To adequately prepare for PDPM, there are several activities facilities can begin performing to ready themselves for the transition. These steps to change management for PDPM will help any facility succeed through the immediate shift in payment. They will also strongly position a facility to readily adapt to future payment reforms or shifts that may be imposed as all payors transition to the PDPM methodology.

To start, facilities need to understand the plan and the financial, cultural and operational impact it will have on their business. Providers need to consider their current state, as well as areas they want to be successful in once PDPM goes into effect. Homes should be looking at staff skills and competencies to support the shift to a more clinically driven patient population and determine where changes, education, or upskill training is required.

Facilities need to understand the impact of the conversion. For example, will they have the right mix of residents and needs to support revenue goals? This is also the time homes should examine how they capture required documentation and ICD-10 coding practices. Do they have the right information to code appropriately? To get the right code? To accurately code the MDS? This is the foundation for being successful with PDPM.

After facilities understand PDPM and its impact on their business, it is crucial that they standardize their processes and content to capture the right data elements. This will better enable facilities to gain insights into what else they may need to change to be successful, as well as identify gaps, level the playing field for staff care provision, and make possible the measurement of expected outcomes against actual outcomes. This standardization will also serve homes well in the future. PDPM affects Medicare A residents in 2019, but when CMS retires the PPS item set in 2020, homes that have mastered the move to standardization will find the shift to PDPM for all payers much smoother.

Once standardization has occurred, facilities should analyze how their process changes have impacted the facility. Is your facility getting the right information, at the right time, to support optimization of revenue? Insights gained from that scrutiny can prove that these shifts in process were the right ones to support the transition to the new payment paradigm. Facilities should also review how these changes affect potential PDPM scoring for their Med A residents.

Afterwards, facilities should leverage their data to optimize their protocols to support the most advantageous reimbursement. This may include adapting their business model in order to qualify for higher reimbursement. For example, a facility may want to offer more specialized service provisions, such as an IV med unit or dialysis, to close the gap between occupancy and revenue.

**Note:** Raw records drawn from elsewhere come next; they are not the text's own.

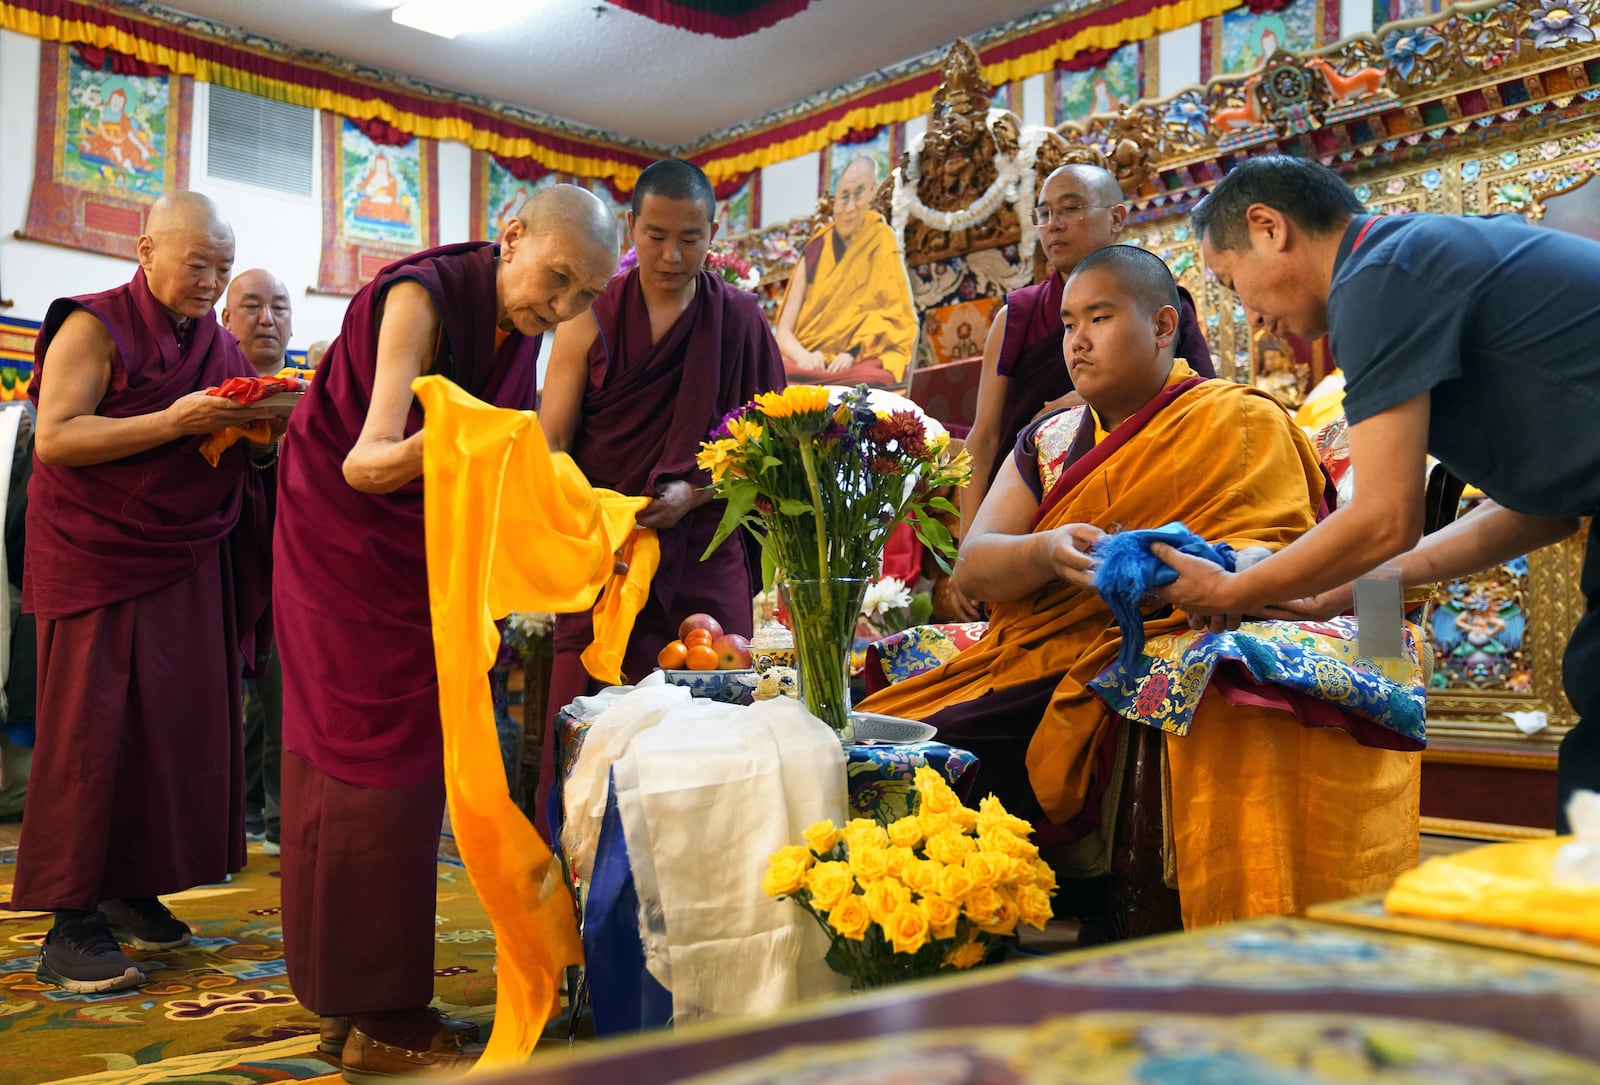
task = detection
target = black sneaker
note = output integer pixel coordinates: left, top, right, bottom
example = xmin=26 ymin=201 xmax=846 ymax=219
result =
xmin=99 ymin=897 xmax=193 ymax=951
xmin=37 ymin=913 xmax=146 ymax=993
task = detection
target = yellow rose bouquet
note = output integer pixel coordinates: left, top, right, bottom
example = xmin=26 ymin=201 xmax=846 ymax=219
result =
xmin=762 ymin=766 xmax=1056 ymax=989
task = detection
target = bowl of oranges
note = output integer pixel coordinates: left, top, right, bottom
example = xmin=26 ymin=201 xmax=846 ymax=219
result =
xmin=658 ymin=614 xmax=757 ymax=704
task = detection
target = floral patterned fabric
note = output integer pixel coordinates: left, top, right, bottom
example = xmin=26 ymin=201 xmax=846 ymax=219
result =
xmin=844 ymin=741 xmax=978 ymax=821
xmin=1087 ymin=615 xmax=1428 ymax=749
xmin=863 ymin=622 xmax=989 ymax=693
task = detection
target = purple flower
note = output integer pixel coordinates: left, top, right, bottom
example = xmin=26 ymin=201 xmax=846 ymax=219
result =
xmin=708 ymin=404 xmax=752 ymax=441
xmin=615 ymin=246 xmax=638 ymax=279
xmin=1529 ymin=0 xmax=1596 ymax=47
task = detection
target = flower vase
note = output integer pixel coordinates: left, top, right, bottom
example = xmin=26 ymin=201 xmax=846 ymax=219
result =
xmin=779 ymin=577 xmax=867 ymax=741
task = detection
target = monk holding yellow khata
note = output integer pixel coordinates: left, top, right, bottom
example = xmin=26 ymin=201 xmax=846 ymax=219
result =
xmin=856 ymin=245 xmax=1422 ymax=927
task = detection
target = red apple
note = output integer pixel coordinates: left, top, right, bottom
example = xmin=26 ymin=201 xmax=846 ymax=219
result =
xmin=678 ymin=613 xmax=724 ymax=641
xmin=713 ymin=632 xmax=752 ymax=670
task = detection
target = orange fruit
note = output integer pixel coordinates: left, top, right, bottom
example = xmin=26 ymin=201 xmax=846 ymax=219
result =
xmin=684 ymin=644 xmax=719 ymax=671
xmin=657 ymin=640 xmax=688 ymax=669
xmin=683 ymin=628 xmax=715 ymax=648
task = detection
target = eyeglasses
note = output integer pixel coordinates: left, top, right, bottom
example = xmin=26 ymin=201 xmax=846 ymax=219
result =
xmin=1030 ymin=202 xmax=1117 ymax=226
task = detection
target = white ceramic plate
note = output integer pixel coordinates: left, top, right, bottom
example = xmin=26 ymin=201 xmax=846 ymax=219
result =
xmin=850 ymin=712 xmax=936 ymax=745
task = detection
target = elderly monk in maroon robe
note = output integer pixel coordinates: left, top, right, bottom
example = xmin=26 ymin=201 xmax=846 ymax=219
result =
xmin=273 ymin=186 xmax=618 ymax=1079
xmin=961 ymin=164 xmax=1214 ymax=532
xmin=541 ymin=158 xmax=785 ymax=816
xmin=10 ymin=191 xmax=271 ymax=994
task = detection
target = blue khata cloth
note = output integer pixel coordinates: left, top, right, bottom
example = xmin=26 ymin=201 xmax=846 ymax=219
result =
xmin=1092 ymin=521 xmax=1236 ymax=676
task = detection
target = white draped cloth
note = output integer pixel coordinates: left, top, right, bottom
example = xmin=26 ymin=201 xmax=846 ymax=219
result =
xmin=562 ymin=686 xmax=850 ymax=1023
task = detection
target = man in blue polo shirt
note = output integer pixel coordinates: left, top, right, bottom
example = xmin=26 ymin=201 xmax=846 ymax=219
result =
xmin=1153 ymin=155 xmax=1599 ymax=833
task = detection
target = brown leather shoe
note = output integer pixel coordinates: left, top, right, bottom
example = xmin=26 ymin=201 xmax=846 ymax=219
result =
xmin=338 ymin=1022 xmax=483 ymax=1082
xmin=320 ymin=1012 xmax=481 ymax=1058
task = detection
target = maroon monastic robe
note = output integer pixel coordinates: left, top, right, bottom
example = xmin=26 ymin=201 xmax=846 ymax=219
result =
xmin=9 ymin=268 xmax=262 ymax=910
xmin=990 ymin=271 xmax=1214 ymax=486
xmin=273 ymin=242 xmax=538 ymax=1017
xmin=275 ymin=242 xmax=538 ymax=791
xmin=545 ymin=268 xmax=784 ymax=812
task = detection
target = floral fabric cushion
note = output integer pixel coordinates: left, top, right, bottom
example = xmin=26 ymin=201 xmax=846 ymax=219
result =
xmin=863 ymin=622 xmax=989 ymax=694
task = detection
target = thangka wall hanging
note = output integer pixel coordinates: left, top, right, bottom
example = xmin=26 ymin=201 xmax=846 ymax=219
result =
xmin=1203 ymin=0 xmax=1339 ymax=79
xmin=1051 ymin=43 xmax=1147 ymax=125
xmin=0 ymin=316 xmax=39 ymax=403
xmin=469 ymin=153 xmax=559 ymax=242
xmin=715 ymin=173 xmax=760 ymax=235
xmin=23 ymin=43 xmax=192 ymax=259
xmin=316 ymin=114 xmax=439 ymax=295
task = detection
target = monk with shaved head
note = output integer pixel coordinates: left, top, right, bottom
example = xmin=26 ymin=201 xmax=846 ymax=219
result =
xmin=272 ymin=183 xmax=617 ymax=1077
xmin=13 ymin=190 xmax=274 ymax=994
xmin=962 ymin=163 xmax=1215 ymax=539
xmin=221 ymin=269 xmax=294 ymax=860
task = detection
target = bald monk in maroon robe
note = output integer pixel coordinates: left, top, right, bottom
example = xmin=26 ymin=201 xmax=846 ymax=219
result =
xmin=273 ymin=186 xmax=618 ymax=1078
xmin=541 ymin=159 xmax=785 ymax=816
xmin=11 ymin=191 xmax=272 ymax=994
xmin=961 ymin=164 xmax=1214 ymax=529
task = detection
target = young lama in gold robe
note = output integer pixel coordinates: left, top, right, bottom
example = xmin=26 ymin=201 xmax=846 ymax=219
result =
xmin=857 ymin=245 xmax=1421 ymax=927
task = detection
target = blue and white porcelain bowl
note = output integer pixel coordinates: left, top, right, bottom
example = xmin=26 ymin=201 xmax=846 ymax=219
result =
xmin=659 ymin=668 xmax=758 ymax=704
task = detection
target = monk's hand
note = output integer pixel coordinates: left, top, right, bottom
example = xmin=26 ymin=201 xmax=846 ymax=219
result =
xmin=164 ymin=390 xmax=253 ymax=437
xmin=1047 ymin=522 xmax=1104 ymax=590
xmin=636 ymin=480 xmax=702 ymax=530
xmin=932 ymin=575 xmax=983 ymax=623
xmin=1036 ymin=391 xmax=1086 ymax=417
xmin=1259 ymin=583 xmax=1355 ymax=623
xmin=1150 ymin=543 xmax=1249 ymax=632
xmin=825 ymin=351 xmax=857 ymax=373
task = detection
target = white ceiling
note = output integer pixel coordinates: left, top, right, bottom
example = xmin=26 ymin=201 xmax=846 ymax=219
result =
xmin=162 ymin=0 xmax=1068 ymax=148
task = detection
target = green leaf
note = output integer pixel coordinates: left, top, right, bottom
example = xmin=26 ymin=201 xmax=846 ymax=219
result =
xmin=908 ymin=592 xmax=934 ymax=627
xmin=776 ymin=496 xmax=815 ymax=517
xmin=701 ymin=485 xmax=758 ymax=561
xmin=927 ymin=496 xmax=960 ymax=518
xmin=760 ymin=539 xmax=780 ymax=592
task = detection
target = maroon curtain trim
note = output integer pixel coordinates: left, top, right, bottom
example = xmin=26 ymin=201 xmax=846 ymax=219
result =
xmin=603 ymin=0 xmax=814 ymax=38
xmin=1244 ymin=0 xmax=1292 ymax=12
xmin=835 ymin=124 xmax=885 ymax=146
xmin=491 ymin=153 xmax=554 ymax=184
xmin=1058 ymin=47 xmax=1117 ymax=73
xmin=347 ymin=115 xmax=414 ymax=147
xmin=73 ymin=43 xmax=166 ymax=77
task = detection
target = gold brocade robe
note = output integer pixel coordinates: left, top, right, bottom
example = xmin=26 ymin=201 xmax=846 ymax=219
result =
xmin=785 ymin=211 xmax=918 ymax=381
xmin=860 ymin=373 xmax=1419 ymax=925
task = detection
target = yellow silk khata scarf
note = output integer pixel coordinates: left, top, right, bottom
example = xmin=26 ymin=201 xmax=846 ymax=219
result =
xmin=1384 ymin=837 xmax=1600 ymax=944
xmin=786 ymin=210 xmax=918 ymax=381
xmin=415 ymin=375 xmax=660 ymax=1068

Once all of the processes and business models have been adopted, homes need to operationalize these changes. During this stage, facilities should continue to test their operations for accuracy, efficiency, and functionality. This may include testing various processes, such as completing an MDS with the new PDPM rules or completing a transition plan within a seven-day period, to ensure that all of the changes made continue to be beneficial and that the gains made during the previous steps are maintained.

Oct. 1, 2019, is not the far off. Homes need to start implementing their change management strategy now to be prepared for the transition – there is no time to waste. And mastering the transition to PDPM now with the smaller Medicare populations in homes is great preparation when all payers move to PDPM.